WARNING/CAUTION: Even though it may be rare, some people may have very bad and sometimes deadly side effects when taking a drug. Tell your doctor or get medical help right away if you have any of the following signs or symptoms that may be related to a very bad side effect:

• Weakness on 1 side of the body, trouble speaking or thinking, change in balance, drooping on one side of the face, or blurred eyesight

• Pain where device placed

• Chest pain

• Dizziness

• Passing out

• Vision changes

• Abdominal pain

• Pelvic pain

• Abnormal vaginal bleeding

• Vaginal pain, itching, and discharge

• Chills

• Lump in breast

• Breast soreness

• Device complication

• Painful intercourse

• Severe headache

• Seizures

• Slow heartbeat

• Yellow skin

• Mood changes

• Depression

• Genital sores

• Signs of an allergic reaction, like rash; hives; itching; red, swollen, blistered, or peeling skin with or without fever; wheezing; tightness in the chest or throat; trouble breathing, swallowing, or talking; unusual hoarseness; or swelling of the mouth, face, lips, tongue, or throat.

Note: This is not a comprehensive list of all side effects. Talk to your doctor if you have questions.

Consumer Information Use and Disclaimer: This information should not be used to decide whether or not to take this medicine or any other medicine. Only the healthcare provider has the knowledge and training to decide which medicines are right for a specific patient. This information does not endorse any medicine as safe, effective, or approved for treating any patient or health condition.

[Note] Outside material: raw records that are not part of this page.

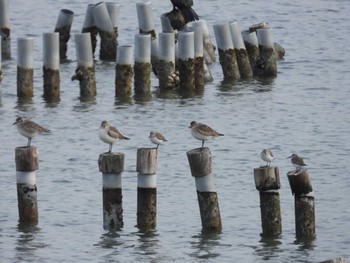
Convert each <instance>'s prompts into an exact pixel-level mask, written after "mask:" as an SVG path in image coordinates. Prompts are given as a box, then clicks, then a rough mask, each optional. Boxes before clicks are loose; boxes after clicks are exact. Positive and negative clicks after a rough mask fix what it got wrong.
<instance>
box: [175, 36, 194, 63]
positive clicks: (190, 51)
mask: <svg viewBox="0 0 350 263" xmlns="http://www.w3.org/2000/svg"><path fill="white" fill-rule="evenodd" d="M177 39H178V58H179V59H181V60H188V59H190V58H192V59H193V58H194V33H193V32H184V31H180V32H179V33H178V35H177Z"/></svg>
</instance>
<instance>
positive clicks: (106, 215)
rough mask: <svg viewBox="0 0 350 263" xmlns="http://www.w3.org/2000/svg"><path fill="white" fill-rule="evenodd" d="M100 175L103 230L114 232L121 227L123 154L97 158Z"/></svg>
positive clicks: (102, 153) (103, 153) (123, 165)
mask: <svg viewBox="0 0 350 263" xmlns="http://www.w3.org/2000/svg"><path fill="white" fill-rule="evenodd" d="M98 167H99V171H100V172H101V173H102V184H103V188H102V197H103V228H104V229H105V230H108V231H116V230H119V229H121V228H122V227H123V225H124V222H123V202H122V200H123V195H122V172H123V171H124V154H123V153H102V154H100V156H99V158H98Z"/></svg>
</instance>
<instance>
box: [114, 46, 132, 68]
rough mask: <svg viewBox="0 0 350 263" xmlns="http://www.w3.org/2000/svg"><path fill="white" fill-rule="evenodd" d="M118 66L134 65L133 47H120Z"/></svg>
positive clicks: (119, 49)
mask: <svg viewBox="0 0 350 263" xmlns="http://www.w3.org/2000/svg"><path fill="white" fill-rule="evenodd" d="M117 64H119V65H132V64H133V47H132V46H127V45H125V46H119V47H118V49H117Z"/></svg>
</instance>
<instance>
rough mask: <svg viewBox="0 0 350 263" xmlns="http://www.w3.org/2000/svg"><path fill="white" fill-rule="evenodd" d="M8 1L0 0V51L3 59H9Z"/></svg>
mask: <svg viewBox="0 0 350 263" xmlns="http://www.w3.org/2000/svg"><path fill="white" fill-rule="evenodd" d="M8 13H9V1H8V0H0V37H1V40H0V42H1V49H0V52H1V53H2V58H3V59H10V58H11V30H10V19H9V15H8Z"/></svg>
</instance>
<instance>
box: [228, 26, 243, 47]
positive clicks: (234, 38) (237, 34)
mask: <svg viewBox="0 0 350 263" xmlns="http://www.w3.org/2000/svg"><path fill="white" fill-rule="evenodd" d="M229 26H230V31H231V37H232V42H233V46H234V47H235V48H236V49H245V45H244V41H243V37H242V33H241V29H240V27H239V24H238V22H237V21H234V22H231V23H230V24H229Z"/></svg>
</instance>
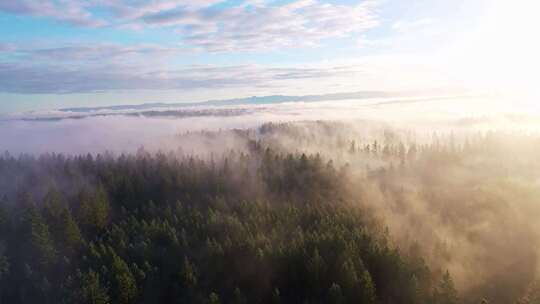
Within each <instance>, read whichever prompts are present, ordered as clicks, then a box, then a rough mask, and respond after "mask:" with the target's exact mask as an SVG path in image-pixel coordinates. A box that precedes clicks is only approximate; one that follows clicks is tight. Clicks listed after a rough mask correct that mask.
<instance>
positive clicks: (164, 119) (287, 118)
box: [0, 97, 540, 154]
mask: <svg viewBox="0 0 540 304" xmlns="http://www.w3.org/2000/svg"><path fill="white" fill-rule="evenodd" d="M488 105H489V107H490V108H491V109H492V112H490V113H487V112H485V111H484V113H482V114H481V115H480V114H474V113H475V112H474V109H475V108H485V107H486V106H488ZM504 105H507V103H506V102H497V101H496V100H493V99H491V98H473V97H459V98H457V97H456V98H412V97H409V98H407V97H402V98H397V99H396V98H375V99H366V100H341V101H340V100H333V101H326V102H325V101H319V102H302V101H296V102H287V103H279V104H263V105H231V106H215V105H214V106H206V107H192V108H190V109H183V110H182V109H180V108H156V109H151V108H149V109H144V110H143V111H138V112H137V111H136V110H126V109H121V110H111V109H108V110H99V111H93V112H90V113H77V112H69V111H68V112H65V111H60V112H58V111H56V112H44V113H32V114H24V115H22V116H17V117H14V116H12V117H11V119H9V120H1V121H0V138H2V141H1V142H0V151H6V150H7V151H10V152H11V153H14V154H18V153H45V152H64V153H75V154H78V153H100V152H104V151H112V152H115V153H121V152H134V151H136V150H137V149H138V148H140V147H143V146H144V147H145V148H147V149H149V150H166V151H168V150H176V149H177V148H178V147H179V145H178V142H176V141H175V137H176V136H177V135H178V134H182V133H185V132H193V131H201V130H207V131H212V130H220V129H222V130H227V129H234V128H240V129H244V128H252V127H257V126H259V125H261V124H263V123H266V122H288V121H309V120H335V121H376V122H378V123H382V124H386V125H388V126H397V127H399V128H402V129H408V130H410V131H411V132H414V133H417V134H424V135H426V136H428V137H429V136H431V134H432V132H434V131H445V132H455V133H456V134H458V133H459V132H461V130H471V129H472V130H490V129H495V130H496V129H504V130H511V129H517V130H530V132H537V131H538V130H540V128H538V126H539V125H540V120H539V119H538V116H532V114H531V115H527V114H526V112H521V113H515V114H513V115H510V114H508V113H511V109H508V108H502V106H504ZM515 110H516V109H514V111H515ZM145 113H152V115H149V114H145ZM74 115H76V116H77V118H78V119H74V117H73V116H74Z"/></svg>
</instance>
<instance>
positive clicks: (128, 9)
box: [0, 0, 380, 52]
mask: <svg viewBox="0 0 540 304" xmlns="http://www.w3.org/2000/svg"><path fill="white" fill-rule="evenodd" d="M217 4H219V6H216V5H217ZM376 8H377V3H376V2H375V1H373V0H368V1H363V2H360V3H358V4H348V5H346V4H332V3H328V2H326V1H318V0H296V1H292V2H290V3H286V4H275V3H274V2H269V1H261V0H257V1H252V0H247V1H241V2H240V4H234V3H230V2H228V1H222V0H202V1H187V0H179V1H172V0H162V1H159V0H153V1H151V0H135V1H128V0H112V1H109V0H86V1H83V0H20V1H0V11H3V12H7V13H10V14H17V15H28V16H37V17H46V18H51V19H54V20H57V21H60V22H67V23H69V24H72V25H77V26H94V27H95V26H110V27H119V28H124V29H125V28H156V27H166V28H170V29H171V30H172V31H173V32H175V33H177V35H178V41H179V42H180V43H182V44H183V45H185V46H187V47H191V48H196V49H201V50H205V51H210V52H229V51H260V50H268V49H276V48H282V47H297V46H313V45H317V44H319V43H320V42H321V41H322V40H324V39H328V38H336V37H344V36H347V35H350V34H353V33H362V32H365V31H367V30H369V29H371V28H373V27H376V26H377V25H378V24H379V22H380V21H379V16H378V14H377V10H376ZM97 12H99V13H97Z"/></svg>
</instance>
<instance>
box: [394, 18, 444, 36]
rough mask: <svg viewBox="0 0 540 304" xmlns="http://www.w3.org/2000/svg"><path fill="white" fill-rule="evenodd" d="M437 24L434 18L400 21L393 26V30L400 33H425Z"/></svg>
mask: <svg viewBox="0 0 540 304" xmlns="http://www.w3.org/2000/svg"><path fill="white" fill-rule="evenodd" d="M435 23H436V20H435V19H432V18H421V19H416V20H400V21H396V22H394V24H392V29H393V30H395V31H397V32H400V33H411V32H415V31H425V30H426V29H429V28H430V27H432V26H433V25H434V24H435Z"/></svg>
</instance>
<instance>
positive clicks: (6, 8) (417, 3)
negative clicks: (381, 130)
mask: <svg viewBox="0 0 540 304" xmlns="http://www.w3.org/2000/svg"><path fill="white" fill-rule="evenodd" d="M539 10H540V4H538V1H534V0H515V1H510V0H452V1H448V0H407V1H404V0H403V1H402V0H364V1H358V0H335V1H328V0H225V1H222V0H198V1H197V0H0V113H12V112H21V111H31V110H44V109H54V108H62V107H75V106H101V105H111V104H133V103H148V102H194V101H203V100H209V99H226V98H236V97H247V96H255V95H257V96H263V95H273V94H282V95H305V94H324V93H335V92H352V91H408V92H420V91H430V92H433V90H435V89H440V90H478V91H482V92H489V93H493V92H499V91H503V90H504V93H505V94H508V92H512V94H513V93H515V94H523V95H524V96H525V95H526V96H527V98H528V99H529V100H532V101H531V102H530V105H531V106H533V105H535V102H536V99H535V98H536V97H537V96H540V95H539V94H538V89H537V88H536V87H537V85H536V81H537V79H538V71H539V70H540V65H539V60H538V58H537V54H538V53H540V47H539V43H538V40H539V39H538V37H537V36H538V34H537V31H538V28H540V22H539V21H538V19H539V18H537V14H538V11H539ZM519 96H521V95H519ZM531 96H532V97H531Z"/></svg>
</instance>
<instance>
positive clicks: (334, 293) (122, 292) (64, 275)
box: [0, 142, 458, 304]
mask: <svg viewBox="0 0 540 304" xmlns="http://www.w3.org/2000/svg"><path fill="white" fill-rule="evenodd" d="M250 149H251V150H250V151H249V152H248V153H237V152H230V153H226V154H223V155H222V156H219V157H217V156H215V157H212V158H210V159H206V158H205V159H204V160H203V159H198V158H196V157H187V156H177V155H172V154H171V155H165V154H148V153H145V152H140V153H138V154H136V155H122V156H118V157H114V156H111V155H97V156H92V155H87V156H75V157H68V156H64V155H54V154H51V155H42V156H39V157H33V156H24V155H23V156H20V157H12V156H10V155H9V154H5V155H4V156H2V157H0V195H1V196H0V197H3V198H2V199H1V202H0V300H1V302H2V303H10V304H11V303H14V304H15V303H93V304H98V303H121V304H122V303H125V304H128V303H343V304H345V303H364V304H369V303H411V304H412V303H432V304H452V303H458V295H457V292H456V290H455V288H454V284H453V281H452V278H451V277H450V275H449V274H448V272H446V273H444V272H443V273H442V275H439V274H434V273H433V272H432V271H431V270H430V269H429V268H428V266H427V265H426V263H425V262H424V260H423V258H422V256H421V255H420V254H419V253H418V251H414V250H411V251H410V252H406V253H403V252H401V251H400V250H398V249H397V248H396V247H395V246H393V245H392V242H391V241H390V240H389V237H388V234H387V233H386V232H385V230H384V229H381V228H380V227H381V225H380V223H375V222H374V219H373V218H372V217H371V216H370V215H369V213H368V212H367V211H366V210H365V209H364V208H363V207H362V205H361V204H358V203H357V202H356V201H355V199H354V198H355V196H354V195H351V193H350V183H349V182H348V180H350V179H351V176H349V174H350V168H349V167H348V166H346V165H344V166H341V165H340V166H337V165H335V164H333V163H332V162H331V161H326V160H323V158H322V157H320V156H319V155H316V154H315V155H306V154H302V153H293V154H290V153H281V152H279V153H278V152H273V150H271V149H269V148H265V147H262V146H261V145H260V144H257V143H256V142H252V143H251V148H250ZM415 252H416V253H415Z"/></svg>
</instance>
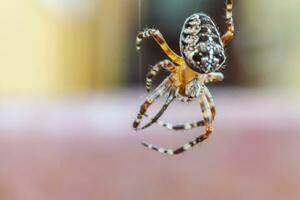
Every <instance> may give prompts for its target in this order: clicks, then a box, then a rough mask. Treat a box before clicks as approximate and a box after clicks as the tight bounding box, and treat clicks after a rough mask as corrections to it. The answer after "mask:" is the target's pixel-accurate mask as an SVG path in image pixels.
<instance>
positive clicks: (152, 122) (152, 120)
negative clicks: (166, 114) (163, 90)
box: [141, 90, 176, 129]
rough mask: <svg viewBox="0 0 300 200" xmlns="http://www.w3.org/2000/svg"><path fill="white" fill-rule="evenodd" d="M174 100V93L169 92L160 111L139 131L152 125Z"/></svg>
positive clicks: (159, 117) (160, 109)
mask: <svg viewBox="0 0 300 200" xmlns="http://www.w3.org/2000/svg"><path fill="white" fill-rule="evenodd" d="M175 98H176V96H175V91H173V90H171V91H170V94H169V96H168V98H167V99H166V102H165V103H164V105H163V106H162V108H161V109H160V111H159V112H158V113H157V114H156V115H155V117H153V118H150V119H151V120H150V122H149V123H147V124H146V125H144V126H143V127H142V128H141V129H145V128H148V127H149V126H151V125H152V124H154V123H155V122H156V121H157V120H158V119H159V118H160V117H161V116H162V115H163V114H164V112H165V111H166V110H167V108H168V107H169V105H170V104H171V102H172V101H173V100H174V99H175Z"/></svg>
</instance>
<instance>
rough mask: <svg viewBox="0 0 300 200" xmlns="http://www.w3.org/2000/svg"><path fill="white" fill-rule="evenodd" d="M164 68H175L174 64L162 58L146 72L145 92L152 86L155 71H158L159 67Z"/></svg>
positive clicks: (175, 68)
mask: <svg viewBox="0 0 300 200" xmlns="http://www.w3.org/2000/svg"><path fill="white" fill-rule="evenodd" d="M162 68H163V69H166V70H168V71H169V72H171V73H172V72H174V71H175V69H176V66H175V65H174V64H173V63H172V62H171V61H169V60H163V61H160V62H158V63H157V64H156V65H154V66H153V67H152V69H151V70H150V71H149V72H148V74H147V76H146V90H147V92H149V91H150V88H151V86H152V81H153V79H154V77H155V76H156V75H157V73H158V72H159V71H160V69H162Z"/></svg>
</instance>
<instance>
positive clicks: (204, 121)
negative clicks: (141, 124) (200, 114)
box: [142, 95, 213, 155]
mask: <svg viewBox="0 0 300 200" xmlns="http://www.w3.org/2000/svg"><path fill="white" fill-rule="evenodd" d="M199 102H200V106H201V110H202V114H203V120H204V126H205V132H204V133H203V134H202V135H200V136H199V137H197V138H195V139H194V140H193V141H191V142H188V143H186V144H184V145H182V146H181V147H179V148H177V149H166V148H159V147H155V146H153V145H152V144H147V143H144V142H143V143H142V145H143V146H145V147H146V148H149V149H152V150H154V151H158V152H160V153H163V154H168V155H177V154H181V153H183V152H185V151H187V150H190V149H191V148H193V147H194V146H195V145H197V144H199V143H201V142H203V141H204V140H206V139H207V138H208V137H209V136H210V134H211V133H212V131H213V128H212V126H211V123H212V114H211V112H210V108H209V104H208V101H207V99H206V96H205V95H202V96H201V97H200V100H199Z"/></svg>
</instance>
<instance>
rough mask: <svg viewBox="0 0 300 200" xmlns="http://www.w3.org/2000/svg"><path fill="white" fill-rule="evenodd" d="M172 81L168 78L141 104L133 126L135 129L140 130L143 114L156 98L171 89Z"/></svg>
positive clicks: (154, 90)
mask: <svg viewBox="0 0 300 200" xmlns="http://www.w3.org/2000/svg"><path fill="white" fill-rule="evenodd" d="M170 85H171V83H170V81H169V78H166V79H165V80H164V81H163V82H162V83H161V84H160V85H159V86H158V87H157V88H156V89H155V90H154V91H153V92H152V93H151V94H150V95H149V96H148V97H147V98H146V100H145V101H144V103H143V104H142V105H141V107H140V110H139V112H138V114H137V117H136V119H135V120H134V122H133V128H134V129H135V130H139V128H138V127H139V125H140V123H141V121H142V118H143V115H144V114H145V113H146V111H147V110H148V108H149V107H150V106H151V105H152V104H153V103H154V101H155V100H156V99H158V98H159V97H161V96H162V95H163V94H165V92H166V91H168V90H169V89H170Z"/></svg>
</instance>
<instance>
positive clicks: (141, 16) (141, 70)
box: [138, 0, 143, 84]
mask: <svg viewBox="0 0 300 200" xmlns="http://www.w3.org/2000/svg"><path fill="white" fill-rule="evenodd" d="M142 1H143V0H139V5H138V6H139V27H138V29H139V30H138V31H141V29H142V3H143V2H142ZM138 54H139V58H138V59H139V61H138V62H139V63H138V65H139V66H138V76H139V80H138V81H139V83H140V84H141V83H142V79H143V68H142V53H141V50H140V51H139V52H138Z"/></svg>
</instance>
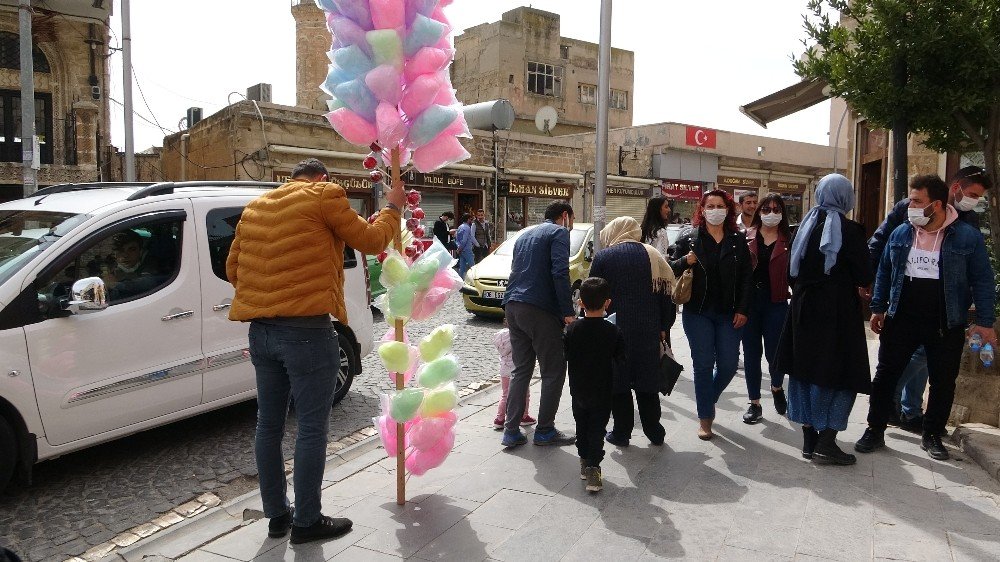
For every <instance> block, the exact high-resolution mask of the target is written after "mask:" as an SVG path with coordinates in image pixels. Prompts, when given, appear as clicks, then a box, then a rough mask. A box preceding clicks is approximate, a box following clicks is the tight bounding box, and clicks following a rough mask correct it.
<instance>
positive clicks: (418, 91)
mask: <svg viewBox="0 0 1000 562" xmlns="http://www.w3.org/2000/svg"><path fill="white" fill-rule="evenodd" d="M440 91H441V78H440V77H439V76H438V75H437V74H422V75H420V76H417V78H416V79H414V80H413V81H412V82H411V83H410V84H409V85H408V86H407V87H406V90H405V91H404V92H403V101H402V102H400V104H399V109H401V110H402V111H403V113H404V114H405V115H406V116H407V117H408V118H410V119H415V118H416V117H417V116H418V115H420V114H421V113H423V111H424V110H425V109H427V108H428V107H430V105H431V104H432V103H434V98H436V97H437V95H438V92H440Z"/></svg>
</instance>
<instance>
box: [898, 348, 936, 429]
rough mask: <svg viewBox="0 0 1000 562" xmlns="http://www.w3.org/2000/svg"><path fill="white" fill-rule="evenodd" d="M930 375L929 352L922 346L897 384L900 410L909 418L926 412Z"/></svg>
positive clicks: (906, 416)
mask: <svg viewBox="0 0 1000 562" xmlns="http://www.w3.org/2000/svg"><path fill="white" fill-rule="evenodd" d="M928 375H929V372H928V370H927V352H926V351H924V346H920V347H919V348H918V349H917V351H916V352H914V353H913V356H912V357H910V363H909V364H908V365H907V366H906V369H904V370H903V376H901V377H900V378H899V384H898V385H897V386H896V398H897V399H898V400H899V407H900V410H902V412H903V415H905V416H906V417H908V418H915V417H918V416H922V415H923V414H924V389H925V388H927V377H928Z"/></svg>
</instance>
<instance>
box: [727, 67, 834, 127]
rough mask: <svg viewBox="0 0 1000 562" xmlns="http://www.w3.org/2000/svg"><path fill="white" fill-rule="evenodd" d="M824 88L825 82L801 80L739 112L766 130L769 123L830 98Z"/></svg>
mask: <svg viewBox="0 0 1000 562" xmlns="http://www.w3.org/2000/svg"><path fill="white" fill-rule="evenodd" d="M826 86H827V83H826V80H821V79H816V80H803V81H802V82H799V83H798V84H795V85H794V86H789V87H788V88H785V89H784V90H781V91H778V92H775V93H773V94H770V95H768V96H765V97H763V98H760V99H759V100H757V101H753V102H750V103H748V104H746V105H743V106H740V112H741V113H742V114H743V115H746V116H747V117H749V118H750V119H753V120H754V122H755V123H757V124H758V125H760V126H761V127H764V128H765V129H766V128H767V124H768V123H770V122H771V121H776V120H778V119H781V118H782V117H786V116H788V115H791V114H793V113H796V112H798V111H801V110H803V109H806V108H807V107H812V106H814V105H816V104H817V103H819V102H821V101H823V100H825V99H827V98H828V97H830V96H829V95H827V94H826Z"/></svg>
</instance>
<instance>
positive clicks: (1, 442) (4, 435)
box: [0, 417, 17, 491]
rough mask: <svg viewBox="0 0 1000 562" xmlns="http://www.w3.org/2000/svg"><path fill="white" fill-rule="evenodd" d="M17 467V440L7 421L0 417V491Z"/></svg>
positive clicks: (3, 488)
mask: <svg viewBox="0 0 1000 562" xmlns="http://www.w3.org/2000/svg"><path fill="white" fill-rule="evenodd" d="M16 465H17V440H16V439H15V438H14V430H13V429H12V428H11V427H10V424H9V423H7V420H6V419H4V418H3V417H0V491H3V490H4V489H5V488H6V487H7V484H9V483H10V479H11V477H12V476H14V467H15V466H16Z"/></svg>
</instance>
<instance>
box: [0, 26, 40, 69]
mask: <svg viewBox="0 0 1000 562" xmlns="http://www.w3.org/2000/svg"><path fill="white" fill-rule="evenodd" d="M31 58H32V67H33V68H34V70H35V72H46V73H48V72H52V69H51V68H50V67H49V59H47V58H45V53H43V52H42V51H41V49H39V48H38V47H37V46H36V47H34V48H33V49H32V51H31ZM0 68H9V69H11V70H21V39H20V37H19V36H18V35H17V34H16V33H8V32H0Z"/></svg>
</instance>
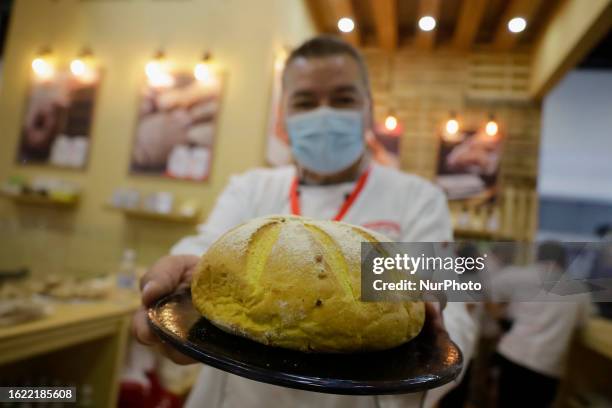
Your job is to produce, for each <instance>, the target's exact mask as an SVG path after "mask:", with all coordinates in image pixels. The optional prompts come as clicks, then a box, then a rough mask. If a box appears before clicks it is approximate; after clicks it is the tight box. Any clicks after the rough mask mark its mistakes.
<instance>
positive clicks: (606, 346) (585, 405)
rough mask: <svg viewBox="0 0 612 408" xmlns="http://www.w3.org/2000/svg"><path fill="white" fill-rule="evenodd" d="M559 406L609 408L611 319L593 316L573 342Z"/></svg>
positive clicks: (610, 342)
mask: <svg viewBox="0 0 612 408" xmlns="http://www.w3.org/2000/svg"><path fill="white" fill-rule="evenodd" d="M568 357H569V358H568V364H567V368H566V374H565V376H564V377H563V378H562V380H561V386H560V389H559V399H558V403H557V405H556V406H557V407H561V408H566V407H567V408H583V407H590V406H602V407H603V406H610V405H609V402H610V401H612V389H611V388H610V373H611V372H612V320H610V319H605V318H603V317H592V318H590V319H589V321H588V323H587V325H586V326H585V327H584V328H583V329H582V330H581V331H580V333H579V334H578V335H577V336H576V338H575V341H574V342H573V344H572V346H571V348H570V350H569V356H568Z"/></svg>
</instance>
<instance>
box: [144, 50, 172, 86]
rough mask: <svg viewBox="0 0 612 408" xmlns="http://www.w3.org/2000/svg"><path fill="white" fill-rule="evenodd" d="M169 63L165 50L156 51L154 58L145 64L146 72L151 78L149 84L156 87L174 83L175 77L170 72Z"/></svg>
mask: <svg viewBox="0 0 612 408" xmlns="http://www.w3.org/2000/svg"><path fill="white" fill-rule="evenodd" d="M168 65H169V64H168V61H167V60H166V56H165V54H164V52H163V51H158V52H157V53H155V55H154V56H153V59H152V60H151V61H149V62H147V65H145V74H146V75H147V79H148V80H149V85H151V86H152V87H155V88H163V87H170V86H172V85H174V77H173V76H172V74H171V73H170V70H169V67H168Z"/></svg>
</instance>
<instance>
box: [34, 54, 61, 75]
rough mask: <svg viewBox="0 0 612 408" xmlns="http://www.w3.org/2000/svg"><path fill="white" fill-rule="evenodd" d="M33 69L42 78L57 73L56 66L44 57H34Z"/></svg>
mask: <svg viewBox="0 0 612 408" xmlns="http://www.w3.org/2000/svg"><path fill="white" fill-rule="evenodd" d="M32 70H33V71H34V74H36V76H37V77H38V78H40V79H43V80H46V79H51V78H52V77H53V75H55V67H54V66H53V64H52V63H51V62H50V61H48V60H47V59H46V58H44V57H37V58H34V60H33V61H32Z"/></svg>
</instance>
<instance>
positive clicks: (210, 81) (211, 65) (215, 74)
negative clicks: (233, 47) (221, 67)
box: [193, 52, 217, 85]
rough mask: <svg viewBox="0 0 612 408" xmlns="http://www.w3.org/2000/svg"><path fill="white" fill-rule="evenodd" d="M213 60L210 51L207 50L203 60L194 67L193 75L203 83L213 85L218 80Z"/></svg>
mask: <svg viewBox="0 0 612 408" xmlns="http://www.w3.org/2000/svg"><path fill="white" fill-rule="evenodd" d="M211 60H212V57H211V55H210V52H205V53H204V55H203V56H202V60H201V61H200V62H198V63H197V64H196V66H195V67H194V68H193V76H194V77H195V78H196V79H197V80H198V81H199V82H201V83H202V84H203V85H212V84H214V83H215V82H216V80H217V76H216V74H215V71H214V67H213V66H212V63H211Z"/></svg>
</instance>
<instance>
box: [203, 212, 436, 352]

This is only a limited summary of general information about the medicine’s uses from the patient education leaflet and is not intended to be comprehensive. This limited summary does NOT include all information available about the possible uses, directions, warnings, precautions, interactions, adverse effects, or risks that may apply to this medicine. This information is not intended to provide medical advice, diagnosis or treatment and does not replace information you receive from the healthcare provider. For a more detailed summary of information about the risks and benefits of using this medicine, please speak with your healthcare provider and review the entire patient education leaflet.